Could Tumblr do any better? Yes, but it would require a convention. Because higher-order image interpolation produces better quality in general, it makes sense for it to be turned on by default. They would have to agree on a tag, for example “pixel art” or “crisp-edges”/“pixelated” (if they wanted to mimic the CSS image-rendering directive), that would trigger rendering using nearest neighbor interpolation. As of now, I don’t know any general website that does this. Even DeviantArt, where you semantically choose your image to be pixel art, they don’t use this information to change the way they render the image.
What can you do yourself? You can force your browser to use nearest neighbor interpolation. I made an extension for Safari that does this (called Pixelize), and I think there should be others for other browsers. Obviously I don’t want it turned on all the time, so it’s a button in your toolbar that you can hit when you need it.
For your mobile app, you don’t have any such power.

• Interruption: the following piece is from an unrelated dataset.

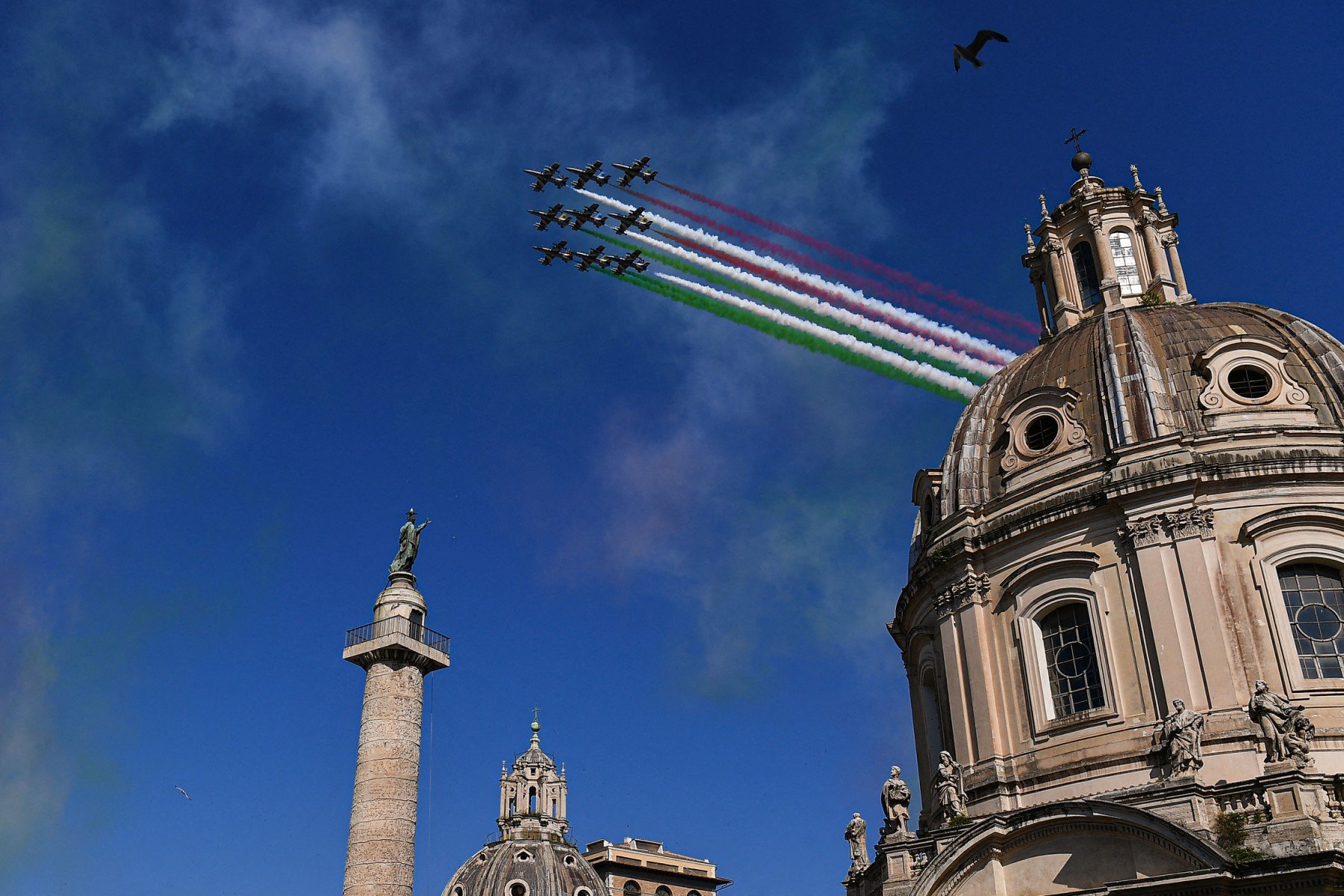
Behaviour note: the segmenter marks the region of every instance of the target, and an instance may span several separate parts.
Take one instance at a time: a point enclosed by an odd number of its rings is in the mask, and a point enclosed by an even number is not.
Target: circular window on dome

The best I can say is to upload images as big as possible and let the browsers just do the downsizing. This doesn’t apply to tumblr, because it manually creates the shitty 540px version that it then displays enlarged, but for any other network, if they actually display the high-res original (or at least x2 the OS pixels, as it should be on retina displays), you’ll get decent enough quality. 
Quick note for Twitter: inserting at least a pixel of (semi) transparency forces it to save the image as png, which uses lossless compression. If there is no transparency, they will default to saving it as jpg, which creates blurriness/noise due to lossy compression, which is another topic altogether. Don’t even get me started on the idiotic decision to convert GIFs to videos. I’m glad I was able to convince Medium to change back (yes, you can thank me for that, because I am passionate about this).

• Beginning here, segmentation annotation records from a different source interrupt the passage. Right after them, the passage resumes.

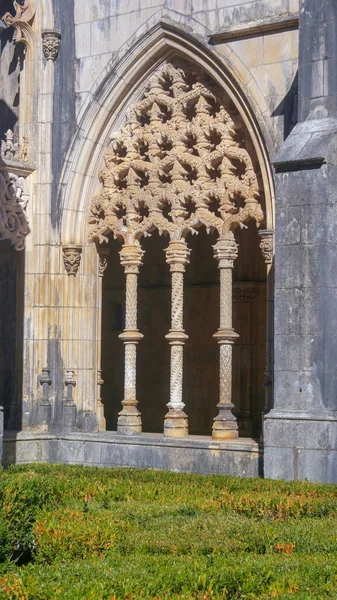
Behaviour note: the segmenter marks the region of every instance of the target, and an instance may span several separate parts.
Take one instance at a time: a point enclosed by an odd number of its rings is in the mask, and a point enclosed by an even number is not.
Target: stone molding
[[[0,240],[9,240],[14,250],[25,248],[26,235],[29,233],[23,208],[26,197],[22,196],[20,179],[10,175],[6,166],[0,163]]]
[[[68,275],[76,277],[81,264],[82,246],[68,244],[63,246],[63,262]]]
[[[61,46],[61,32],[56,29],[42,31],[42,49],[46,60],[55,61]]]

One final thing needs to be said, of which I was reminded by Cyangmou. Pixel art, or better said old game graphics, were never sharp to begin with. They were displayed on blurry CRTs where pixels bled into each other. Dithering, for example, worked extra well due to this. So when I see ZX Spectrum art today, I’m not even mad if I see it with bilinear image interpolation. It’s actually closer to the original than sharp pixels. Sharp, big pixels are a unique idea to pixel art as an art style and it’s just that, an art style. We love it because of its own inherent interesting look, but it’s not actually something we’d have a nostalgic attachment to, because things never looked like this back then. We do have a nostalgic connection with the characters, the sprites, but their modern pixel art rendering is a new construct. That doesn’t mean it’s not good to display old sprites sharp (as you can see I spend much effort to do so), it’s just an interesting thing to keep in mind.

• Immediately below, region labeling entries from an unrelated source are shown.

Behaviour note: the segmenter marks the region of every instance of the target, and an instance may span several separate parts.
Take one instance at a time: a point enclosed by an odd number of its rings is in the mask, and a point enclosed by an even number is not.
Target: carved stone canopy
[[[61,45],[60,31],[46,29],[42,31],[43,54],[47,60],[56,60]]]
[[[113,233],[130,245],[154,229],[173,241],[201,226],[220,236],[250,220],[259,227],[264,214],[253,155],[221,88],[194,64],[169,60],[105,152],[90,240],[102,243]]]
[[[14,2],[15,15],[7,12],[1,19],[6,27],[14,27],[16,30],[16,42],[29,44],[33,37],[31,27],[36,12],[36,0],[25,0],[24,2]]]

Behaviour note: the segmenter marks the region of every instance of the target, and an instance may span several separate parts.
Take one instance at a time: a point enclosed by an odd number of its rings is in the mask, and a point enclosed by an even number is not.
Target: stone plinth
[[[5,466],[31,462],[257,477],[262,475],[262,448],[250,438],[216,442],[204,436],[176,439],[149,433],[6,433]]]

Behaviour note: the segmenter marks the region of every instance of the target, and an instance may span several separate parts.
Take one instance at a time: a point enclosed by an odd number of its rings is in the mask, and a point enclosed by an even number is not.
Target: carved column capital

Bottom line: Don’t worry about it. Looking at art on Tumblr, Twitter, Facebook, etc. is like looking at Mona Lisa in Walmart. Besides, you might care, but 99% of people, including your fans, don’t. In 5 seconds they’ll be 3 screens away from your image already. The way we consume art on the Internet today is (especially on social media): we see an image, we acknowledge it, “Oh, that’s nice,” we double tap for a like, and we move on. Less than 3 seconds. I might sound bitter, but I’m not. I do this too. But I also want places dedicated to looking at art, just like I go to an art gallery once in a while. It’s why you can see images in my new blog design without any distractions (click on them). It’s why you can do the same in my Pixel Dailies archive. It’s why Pixel Art Academy will take this even further. I care. Just not on social media. Long are the days when I spent 1h cropping images so they’d appear sharp on the Tumblr dashboard.